Leader note: This is easy to undervalue if you don't consider that gentiles (the nations, the "others" for thousands of years for Jewish people) were to be completely avoided. Even to touch them was forbidden for those who wanted to stay ritually pure. This is NOT to say that there was an ongoing campaign to get rid of them or to do them harm. It is to say that there was a definite boundary between the two because their view of reality, and specifically God(s), were totally incompatible. Paul had upheld this boundary by profession as a Pharisee. Now, he seems to celebrate how reversed everything is in Christ.

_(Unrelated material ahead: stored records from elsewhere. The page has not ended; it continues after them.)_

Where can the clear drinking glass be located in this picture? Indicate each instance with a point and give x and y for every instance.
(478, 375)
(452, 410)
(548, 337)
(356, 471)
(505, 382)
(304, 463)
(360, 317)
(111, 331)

  • In what ways do we undermine Christ's unifying work by making "Christianity" the point?
  • In what ways do we work against unity, intentionally or not, in the way we stand for ideas or defend beloved traditions?
  • In what ways do we pretend unity in things like spiritual matters, such as articulated in Ephesians 2 or in any church sermon, but in daily life undermine it with divisiveness?
Read
  • John 17:20-23
  • Galatians 5:13-15
  • Ephesians 4:6
  • Colossians 1:19-20
  • 2 Timothy 2:22-25
  • Thoughts?
  • Does our unity and love for each other and all, seem like a new idea or an old idea?
  • What is the value in the difference between trying to forge a connection with others, and coming to see a connection that is already there.
Leader note: reconciliation, among other words, assumes by definition that there was an original connection that is being "re" made. Help the group understand that Christ isn't asking us to make as much as identify unity!

Apply
  • How can you dial back competition and dominance in your life, replacing it with the often thankless, seemingly impossible task of being at one with others?
  • What in your life will oppose any efforts to be more at one with others?
Leader note: Be as specific as possible here. There are specific ways our thinking works against oneness and peace between us. Church creeds and doctrinal stances and entire denominations, prejudice, unexplored sexism, longstanding grudges, pride in ability to make snap judgments, devaluing people with less education, viewing different political views as bad or idiotic, habitual non-listening to certain perspectives, etc. All of these (and countless others) must be brought to the front of thought so that we can become aware of all the ways we fight unity in trade for something hierarchal.

Idea
  • Consider, as a group, emailing (or creating a list serve or a blog, etc.) each other daily ways that you have found some success in showing oneness with others, where you got hung up in the moment, and where it seemed impossible to be united with someone even in hindsight. If they will truly "know we are Christians by our love", then that love- that creative fight for unity with all people as much as is possible- is something worth working on throughout the week. If your group does this, please share the results.